I recently had to hurry away from another homeless man in the grocery store parking lot because I was responsible for delivering snacks for our church’s youth group and I was running late. It felt so modern day "guy-from-the-Good-Samaritan-story" I had to go back after I dropped off the snacks and buy another chicken (apparently that’s what following God means to me – handing out chickens).

So why I am telling you all this? Because in these situations, no matter how much I question my decisions, feel inadequate in the living out of my faith, feel connected to Christ through sharing a moment with a homeless person, or feel tired of having to figure it out at all, I am grateful. 

I realized through this experience with Kate that I am thankful I am forced to wrestle with these questions of my faith and life. Yes, I could live in a neighborhood where a grocery stop on the way to a church potluck doesn’t force me to question if I’m really following Jesus…. But that’s the beauty of living here.  

I can’t coast. I am forced to confront my selfishness, my greed, my lack of compassion. I also have opportunities to know God’s grace in my weakness and to share that grace with others, whether I always do it in the best way or not.

And this is the kind of community where I want to raise my kids. I want my kids to know people who are homeless, who are undocumented, who are of different ethnicities. I want my kids to ask questions about society, about Christ, and about their faith and role in the world.  

Many have heard the phrase “Bloom where you are planted.” Someone once told me the same and added, “And consider where you plant yourself.” Bob Lupton, a well-known author and urban ministry leader spoke to a group I was in and said, “Always place yourself in the eyesight of need.”

I pass this advice along to others as we all try to find our way. It’s not a legalistic mandate and it doesn’t mean that all must live in the city.

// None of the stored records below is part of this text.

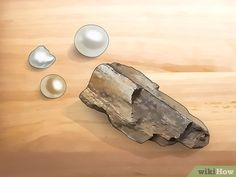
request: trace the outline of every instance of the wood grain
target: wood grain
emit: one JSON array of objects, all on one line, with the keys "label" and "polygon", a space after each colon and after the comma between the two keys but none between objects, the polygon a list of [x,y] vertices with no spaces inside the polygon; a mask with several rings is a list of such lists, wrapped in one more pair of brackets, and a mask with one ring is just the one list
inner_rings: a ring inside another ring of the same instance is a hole
[{"label": "wood grain", "polygon": [[[186,176],[195,165],[236,164],[236,2],[223,0],[2,0],[0,2],[0,176]],[[88,59],[74,49],[79,27],[94,23],[110,37]],[[45,45],[57,60],[28,63]],[[93,69],[120,62],[141,70],[206,123],[210,144],[137,144],[78,98]],[[56,100],[40,80],[65,78]],[[25,159],[25,160],[22,160]]]}]

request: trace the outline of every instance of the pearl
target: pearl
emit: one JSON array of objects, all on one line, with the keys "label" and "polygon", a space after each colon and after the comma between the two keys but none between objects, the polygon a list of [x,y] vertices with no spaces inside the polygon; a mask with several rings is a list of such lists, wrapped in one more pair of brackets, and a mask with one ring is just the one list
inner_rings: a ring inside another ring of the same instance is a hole
[{"label": "pearl", "polygon": [[44,46],[38,46],[29,55],[29,64],[38,69],[48,68],[56,58]]},{"label": "pearl", "polygon": [[66,82],[61,76],[50,74],[41,80],[40,90],[47,98],[59,98],[66,91]]},{"label": "pearl", "polygon": [[97,25],[85,25],[75,34],[76,49],[87,57],[97,57],[105,52],[109,44],[107,32]]}]

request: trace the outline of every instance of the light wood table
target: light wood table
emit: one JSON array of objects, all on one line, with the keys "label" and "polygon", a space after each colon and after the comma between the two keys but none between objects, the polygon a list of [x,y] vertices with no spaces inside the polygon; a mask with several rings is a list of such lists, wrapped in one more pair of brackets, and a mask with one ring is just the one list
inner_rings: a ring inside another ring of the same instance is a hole
[{"label": "light wood table", "polygon": [[[107,51],[76,52],[75,32],[104,27]],[[28,55],[56,57],[36,70]],[[210,144],[138,144],[78,98],[100,63],[131,65],[209,128]],[[66,94],[44,98],[40,80],[65,78]],[[1,0],[1,177],[183,177],[196,165],[236,165],[236,2],[233,0]]]}]

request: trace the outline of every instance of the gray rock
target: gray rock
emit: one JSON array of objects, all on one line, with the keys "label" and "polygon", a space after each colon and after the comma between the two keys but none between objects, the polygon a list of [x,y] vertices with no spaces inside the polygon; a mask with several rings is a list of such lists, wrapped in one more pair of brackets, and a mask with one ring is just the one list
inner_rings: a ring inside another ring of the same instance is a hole
[{"label": "gray rock", "polygon": [[180,142],[189,148],[209,143],[207,127],[199,119],[132,67],[97,66],[80,99],[106,113],[115,128],[138,143],[152,140],[166,146]]}]

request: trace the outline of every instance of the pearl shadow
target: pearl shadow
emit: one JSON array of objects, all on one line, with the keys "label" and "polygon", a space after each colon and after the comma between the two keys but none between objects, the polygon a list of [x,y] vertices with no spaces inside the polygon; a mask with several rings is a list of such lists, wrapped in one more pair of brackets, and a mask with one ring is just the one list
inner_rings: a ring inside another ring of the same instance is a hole
[{"label": "pearl shadow", "polygon": [[96,59],[97,57],[86,57],[82,55],[74,46],[74,44],[71,44],[68,50],[68,57],[69,59],[76,61],[76,62],[90,62]]}]

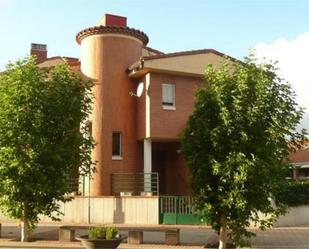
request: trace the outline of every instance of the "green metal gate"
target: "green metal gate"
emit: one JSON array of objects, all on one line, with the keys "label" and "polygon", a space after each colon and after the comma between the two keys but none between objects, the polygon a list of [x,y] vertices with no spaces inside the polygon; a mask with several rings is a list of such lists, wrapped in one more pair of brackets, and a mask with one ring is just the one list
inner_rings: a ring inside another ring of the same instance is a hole
[{"label": "green metal gate", "polygon": [[201,224],[191,196],[160,196],[160,224]]}]

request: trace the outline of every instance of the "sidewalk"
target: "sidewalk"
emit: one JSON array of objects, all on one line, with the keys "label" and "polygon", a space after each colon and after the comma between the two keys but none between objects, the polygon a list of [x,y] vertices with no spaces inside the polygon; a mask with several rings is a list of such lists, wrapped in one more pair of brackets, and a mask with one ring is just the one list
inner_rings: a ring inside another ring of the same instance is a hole
[{"label": "sidewalk", "polygon": [[[0,248],[82,248],[80,242],[59,242],[59,225],[42,224],[32,234],[33,242],[16,241],[19,229],[16,224],[2,225]],[[266,232],[254,230],[257,237],[251,240],[252,248],[256,249],[304,249],[309,248],[309,227],[274,228]],[[77,230],[77,236],[85,234],[85,230]],[[122,233],[125,234],[125,233]],[[164,245],[164,233],[145,232],[145,244],[130,245],[122,243],[120,249],[202,249],[207,240],[213,237],[210,228],[183,226],[180,229],[179,246]]]}]

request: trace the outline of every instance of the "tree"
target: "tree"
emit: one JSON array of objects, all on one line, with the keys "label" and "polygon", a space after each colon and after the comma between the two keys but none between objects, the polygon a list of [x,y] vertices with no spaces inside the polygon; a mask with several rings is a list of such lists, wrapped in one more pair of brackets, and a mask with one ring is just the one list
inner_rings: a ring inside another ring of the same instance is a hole
[{"label": "tree", "polygon": [[197,208],[219,233],[219,248],[227,235],[237,246],[248,244],[250,222],[266,229],[284,212],[272,200],[286,184],[289,150],[305,138],[297,131],[302,115],[275,64],[249,57],[207,67],[181,150]]},{"label": "tree", "polygon": [[57,219],[68,176],[91,173],[87,118],[91,82],[67,64],[41,69],[34,58],[0,75],[0,208],[21,220],[21,240],[39,215]]}]

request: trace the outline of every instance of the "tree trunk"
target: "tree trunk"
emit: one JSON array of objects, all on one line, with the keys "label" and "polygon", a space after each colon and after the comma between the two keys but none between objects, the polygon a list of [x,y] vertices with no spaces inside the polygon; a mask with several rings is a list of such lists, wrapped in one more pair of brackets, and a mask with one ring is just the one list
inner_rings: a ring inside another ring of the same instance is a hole
[{"label": "tree trunk", "polygon": [[27,219],[27,208],[24,206],[23,217],[21,221],[21,242],[29,241],[29,222]]},{"label": "tree trunk", "polygon": [[224,215],[220,217],[219,249],[226,249],[226,223]]}]

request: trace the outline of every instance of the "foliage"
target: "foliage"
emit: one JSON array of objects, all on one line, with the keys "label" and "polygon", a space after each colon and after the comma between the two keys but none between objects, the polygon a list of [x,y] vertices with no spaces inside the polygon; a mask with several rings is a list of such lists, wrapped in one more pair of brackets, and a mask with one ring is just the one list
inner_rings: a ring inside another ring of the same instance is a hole
[{"label": "foliage", "polygon": [[92,83],[67,64],[40,69],[33,58],[0,75],[0,206],[30,226],[57,219],[67,177],[93,169],[86,124]]},{"label": "foliage", "polygon": [[92,227],[88,229],[89,239],[105,239],[106,230],[104,227]]},{"label": "foliage", "polygon": [[309,181],[289,181],[276,195],[276,201],[290,207],[309,205]]},{"label": "foliage", "polygon": [[284,212],[271,198],[286,185],[289,150],[305,138],[305,130],[296,131],[302,115],[275,64],[257,65],[250,56],[205,71],[181,150],[197,208],[217,232],[227,228],[237,246],[253,235],[250,221],[266,229]]},{"label": "foliage", "polygon": [[106,239],[115,239],[118,235],[118,229],[116,227],[106,228]]},{"label": "foliage", "polygon": [[118,235],[116,227],[93,227],[88,229],[89,239],[115,239]]}]

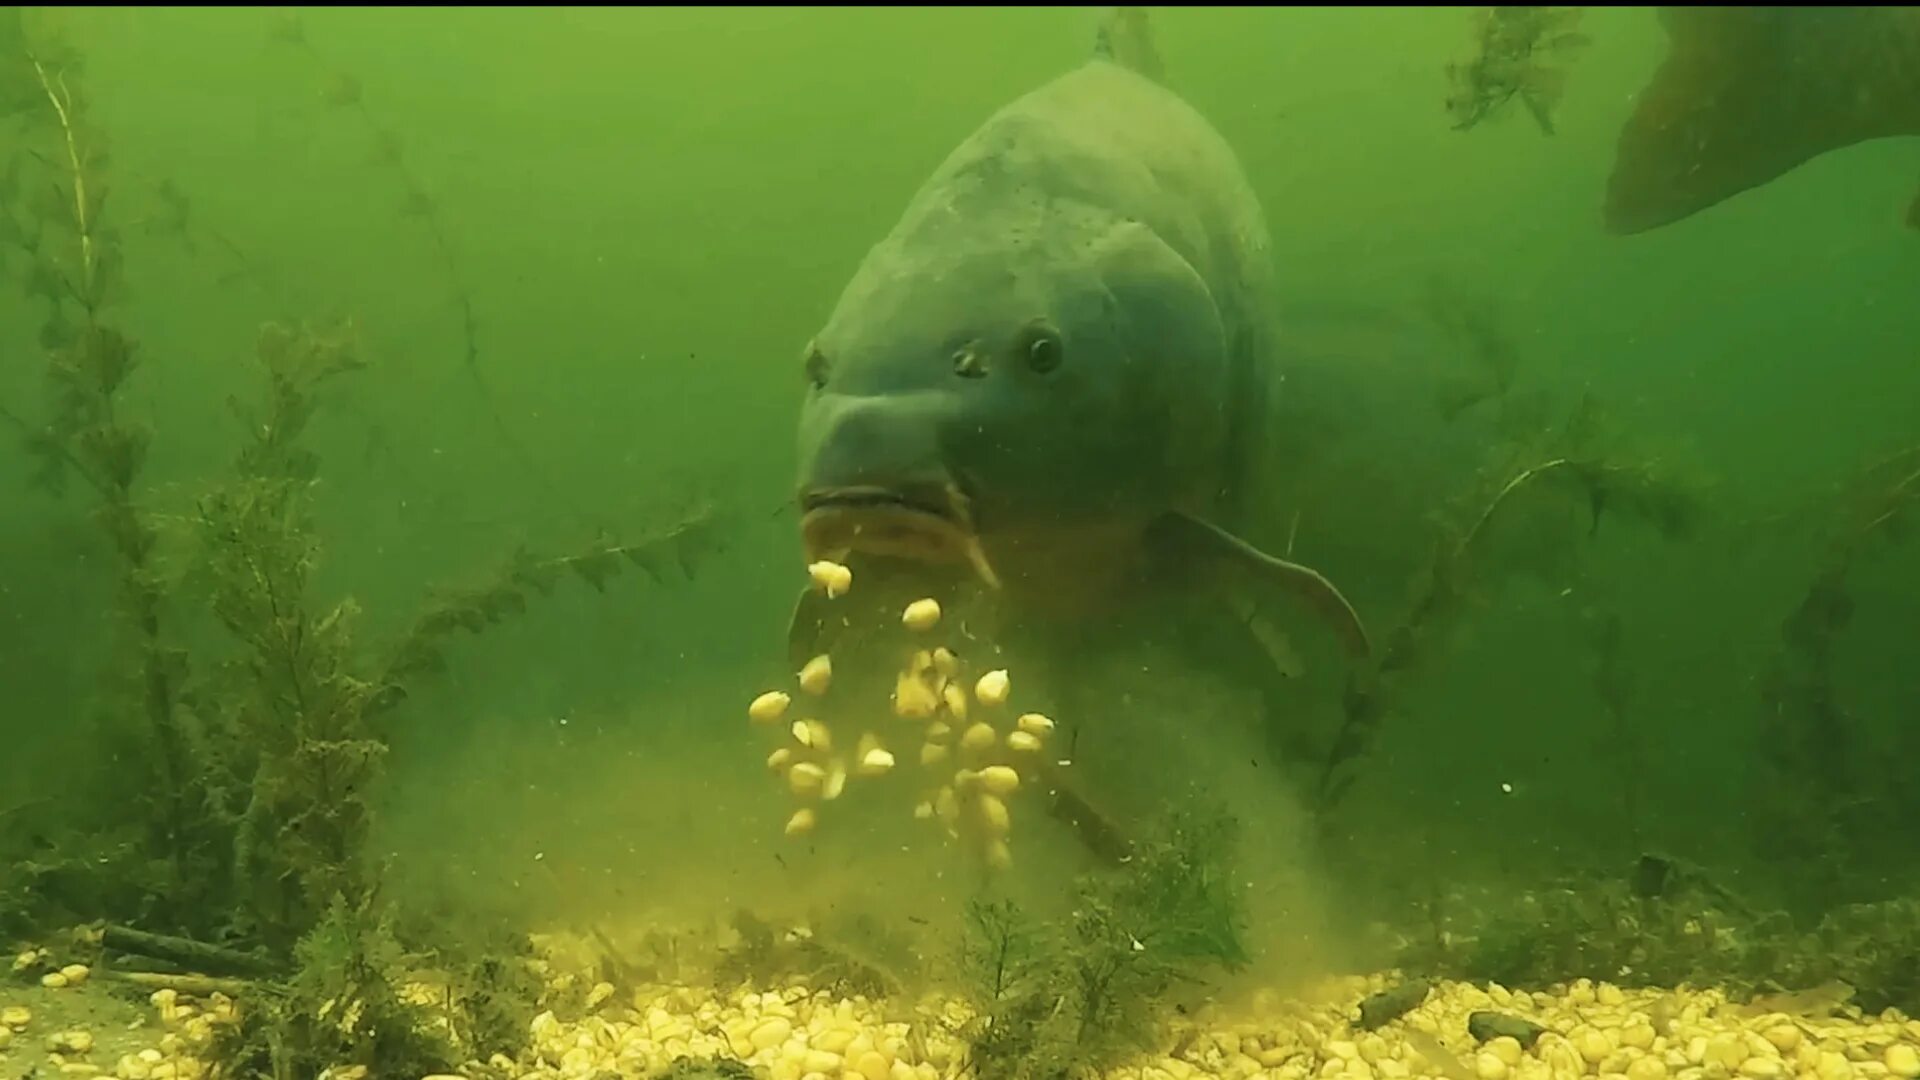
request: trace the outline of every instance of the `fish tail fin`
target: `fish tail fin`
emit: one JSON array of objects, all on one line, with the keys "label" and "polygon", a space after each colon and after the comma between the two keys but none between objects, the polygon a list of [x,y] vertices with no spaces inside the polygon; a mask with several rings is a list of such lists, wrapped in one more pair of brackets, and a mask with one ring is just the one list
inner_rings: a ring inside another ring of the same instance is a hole
[{"label": "fish tail fin", "polygon": [[1160,64],[1160,50],[1154,47],[1152,27],[1147,24],[1146,8],[1107,8],[1100,16],[1100,32],[1094,39],[1093,53],[1154,82],[1167,81],[1166,69]]},{"label": "fish tail fin", "polygon": [[1668,53],[1621,129],[1606,226],[1679,221],[1867,139],[1920,134],[1903,8],[1666,7]]}]

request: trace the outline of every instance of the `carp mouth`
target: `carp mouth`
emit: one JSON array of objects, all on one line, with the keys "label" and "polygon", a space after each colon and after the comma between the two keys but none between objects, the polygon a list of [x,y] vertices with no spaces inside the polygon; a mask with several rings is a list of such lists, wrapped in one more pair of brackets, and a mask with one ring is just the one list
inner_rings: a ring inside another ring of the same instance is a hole
[{"label": "carp mouth", "polygon": [[971,567],[992,588],[1000,578],[974,530],[964,492],[879,486],[811,488],[800,495],[800,536],[807,561],[844,560],[853,552]]}]

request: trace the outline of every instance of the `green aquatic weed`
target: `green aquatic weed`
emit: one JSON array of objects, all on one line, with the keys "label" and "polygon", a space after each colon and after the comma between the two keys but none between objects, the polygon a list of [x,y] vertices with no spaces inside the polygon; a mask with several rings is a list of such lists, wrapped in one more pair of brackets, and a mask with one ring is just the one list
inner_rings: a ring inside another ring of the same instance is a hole
[{"label": "green aquatic weed", "polygon": [[1170,991],[1244,966],[1236,840],[1224,815],[1176,814],[1130,862],[1083,877],[1062,924],[973,901],[961,970],[977,1074],[1042,1080],[1122,1061],[1160,1039]]}]

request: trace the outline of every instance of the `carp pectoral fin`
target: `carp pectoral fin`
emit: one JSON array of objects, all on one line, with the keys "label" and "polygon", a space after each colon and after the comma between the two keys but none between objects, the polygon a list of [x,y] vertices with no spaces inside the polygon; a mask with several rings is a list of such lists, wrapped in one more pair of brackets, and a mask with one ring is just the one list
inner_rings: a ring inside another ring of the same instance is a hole
[{"label": "carp pectoral fin", "polygon": [[1353,605],[1318,571],[1275,558],[1191,514],[1163,515],[1154,522],[1149,539],[1177,564],[1199,568],[1230,589],[1278,589],[1319,616],[1352,656],[1365,658],[1373,652]]},{"label": "carp pectoral fin", "polygon": [[795,671],[819,656],[827,631],[827,597],[819,589],[800,590],[787,619],[787,662]]},{"label": "carp pectoral fin", "polygon": [[1248,639],[1266,658],[1274,674],[1283,679],[1297,679],[1306,673],[1306,664],[1301,661],[1300,654],[1294,651],[1287,632],[1261,614],[1258,604],[1244,596],[1233,595],[1227,597],[1227,607],[1246,631]]},{"label": "carp pectoral fin", "polygon": [[1124,863],[1133,855],[1133,841],[1126,831],[1081,794],[1064,769],[1045,764],[1039,772],[1047,793],[1047,813],[1073,830],[1088,852],[1113,864]]}]

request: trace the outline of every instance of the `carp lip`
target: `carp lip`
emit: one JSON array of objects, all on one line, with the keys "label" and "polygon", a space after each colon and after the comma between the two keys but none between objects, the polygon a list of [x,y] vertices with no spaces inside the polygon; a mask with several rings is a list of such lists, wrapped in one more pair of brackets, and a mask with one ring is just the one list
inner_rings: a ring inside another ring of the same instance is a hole
[{"label": "carp lip", "polygon": [[814,488],[800,495],[800,535],[807,559],[838,561],[850,552],[928,563],[961,563],[993,588],[999,575],[987,561],[967,512],[967,498],[947,484],[906,491],[885,487]]}]

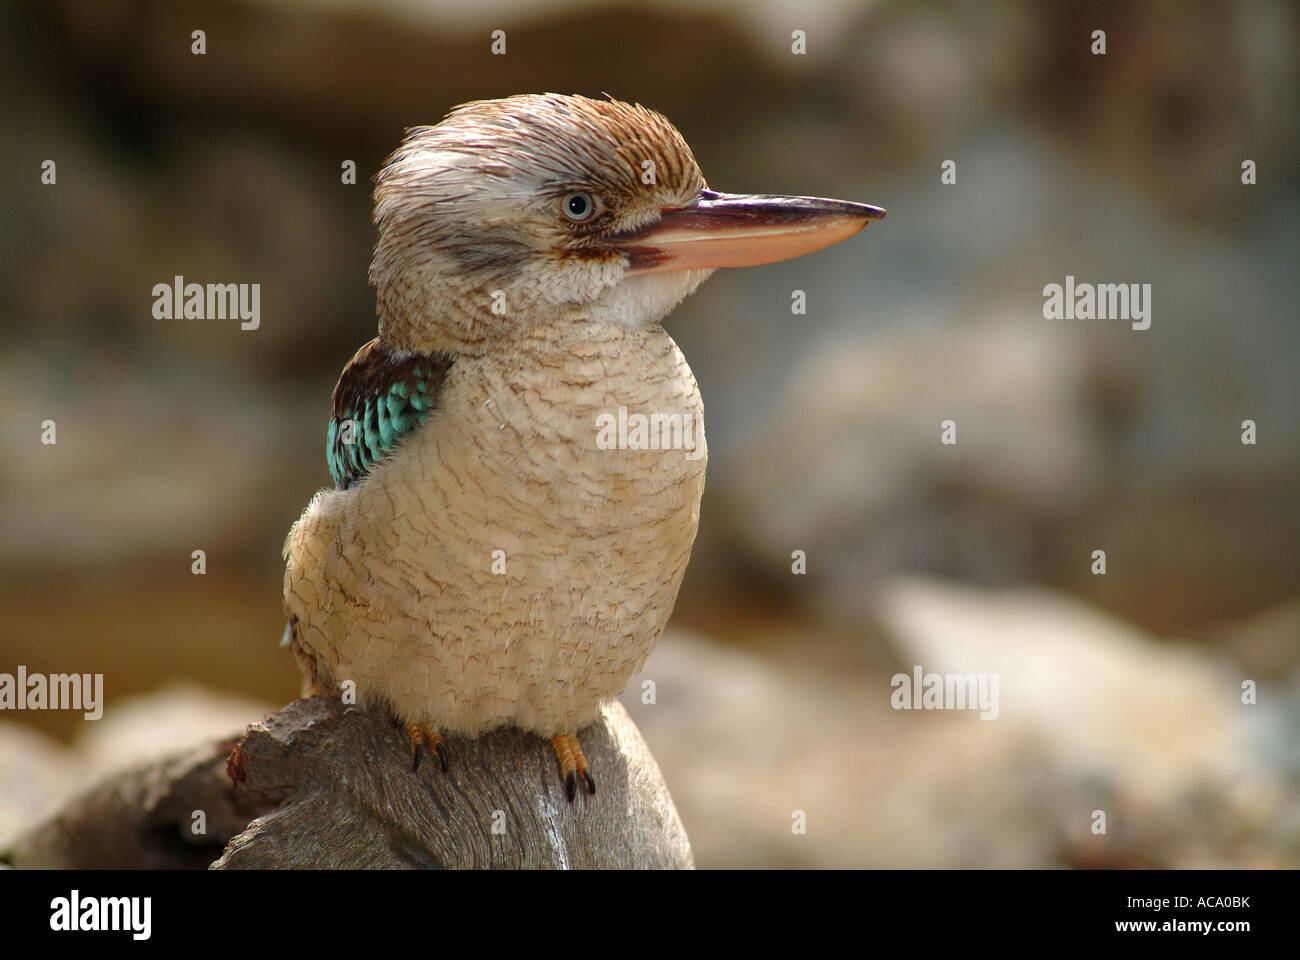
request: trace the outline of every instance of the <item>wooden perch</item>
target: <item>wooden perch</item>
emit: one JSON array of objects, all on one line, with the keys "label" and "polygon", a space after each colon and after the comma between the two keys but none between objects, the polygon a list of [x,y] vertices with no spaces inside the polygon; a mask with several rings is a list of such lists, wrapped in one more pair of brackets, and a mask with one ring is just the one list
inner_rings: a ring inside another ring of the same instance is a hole
[{"label": "wooden perch", "polygon": [[[694,866],[659,768],[622,706],[606,707],[580,736],[596,793],[580,792],[570,803],[550,744],[539,737],[514,729],[477,740],[448,735],[450,770],[425,756],[412,772],[406,734],[391,721],[312,697],[249,727],[228,764],[209,747],[102,781],[19,838],[11,862]],[[208,816],[206,837],[190,830],[196,809]],[[224,852],[212,863],[221,843]]]}]

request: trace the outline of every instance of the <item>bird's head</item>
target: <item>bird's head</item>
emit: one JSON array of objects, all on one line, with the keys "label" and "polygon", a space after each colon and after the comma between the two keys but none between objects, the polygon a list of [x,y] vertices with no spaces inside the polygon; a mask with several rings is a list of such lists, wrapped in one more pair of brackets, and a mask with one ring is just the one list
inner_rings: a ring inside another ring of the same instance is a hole
[{"label": "bird's head", "polygon": [[561,319],[658,323],[718,267],[809,253],[879,207],[710,191],[662,115],[537,94],[407,131],[375,178],[370,281],[406,349],[478,351]]}]

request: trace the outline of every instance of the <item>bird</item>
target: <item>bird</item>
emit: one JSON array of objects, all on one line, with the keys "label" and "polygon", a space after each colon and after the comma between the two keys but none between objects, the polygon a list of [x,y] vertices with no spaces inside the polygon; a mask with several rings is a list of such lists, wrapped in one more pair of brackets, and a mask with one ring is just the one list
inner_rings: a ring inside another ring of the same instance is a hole
[{"label": "bird", "polygon": [[[719,268],[885,211],[714,191],[662,114],[608,95],[454,107],[374,183],[378,335],[334,388],[334,484],[285,540],[284,645],[305,696],[404,727],[413,768],[514,726],[573,802],[596,790],[578,733],[659,640],[699,525],[703,401],[661,322]],[[620,416],[700,429],[598,442]]]}]

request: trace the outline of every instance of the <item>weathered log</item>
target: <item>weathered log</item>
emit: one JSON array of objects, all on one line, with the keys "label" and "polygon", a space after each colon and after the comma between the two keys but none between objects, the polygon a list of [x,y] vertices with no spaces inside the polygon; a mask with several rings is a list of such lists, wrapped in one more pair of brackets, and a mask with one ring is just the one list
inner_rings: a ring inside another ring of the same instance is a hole
[{"label": "weathered log", "polygon": [[622,706],[581,731],[596,793],[570,803],[550,744],[514,729],[449,735],[450,769],[411,769],[405,732],[322,697],[249,728],[242,791],[281,801],[214,868],[691,867],[659,768]]},{"label": "weathered log", "polygon": [[[608,706],[580,737],[596,793],[580,791],[571,803],[539,737],[514,729],[475,740],[448,735],[450,769],[426,755],[412,771],[405,732],[381,714],[298,700],[242,739],[99,781],[17,838],[8,860],[68,868],[692,867],[663,777],[623,708]],[[205,833],[193,829],[196,811]]]}]

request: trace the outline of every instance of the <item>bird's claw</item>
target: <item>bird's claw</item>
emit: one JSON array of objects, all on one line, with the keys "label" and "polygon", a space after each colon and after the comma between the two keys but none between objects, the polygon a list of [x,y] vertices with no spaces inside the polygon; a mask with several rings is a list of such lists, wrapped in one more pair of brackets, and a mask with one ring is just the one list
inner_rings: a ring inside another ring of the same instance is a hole
[{"label": "bird's claw", "polygon": [[587,766],[587,758],[582,754],[578,738],[572,734],[557,733],[551,737],[551,746],[555,757],[560,761],[560,779],[564,781],[564,792],[572,803],[578,795],[578,780],[587,786],[587,792],[596,793],[596,780]]},{"label": "bird's claw", "polygon": [[420,747],[425,747],[430,753],[438,758],[438,763],[442,767],[442,772],[446,773],[450,768],[447,765],[447,751],[443,746],[442,734],[437,730],[432,730],[427,726],[419,723],[407,723],[406,736],[411,743],[411,771],[415,772],[420,769],[420,757],[424,752]]}]

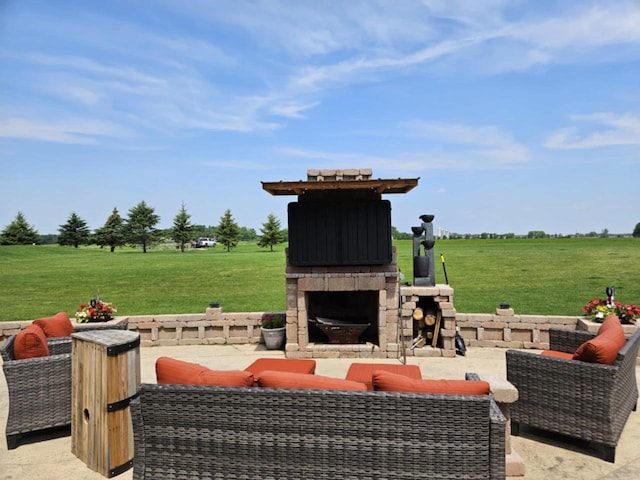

It just means to consider where you settle carefully – don’t just fall into it. 

And I deeply hope that all of us are in places where our encounters push us closer to Christ and help us ask the big questions and continue seeking truth and authenticity.

What experiences cause you to wrestle with your responses and your faith? 


  1. Mrs. Quezada, I really enjoy reading your writing!

  2. you are an amazing writer. you finally blogged again!
    i can relate to all of the feelings you described. and i feel just as confused with the issue.
    of course my favorite part is when you pondered your passion for giving people chickens. hahaha.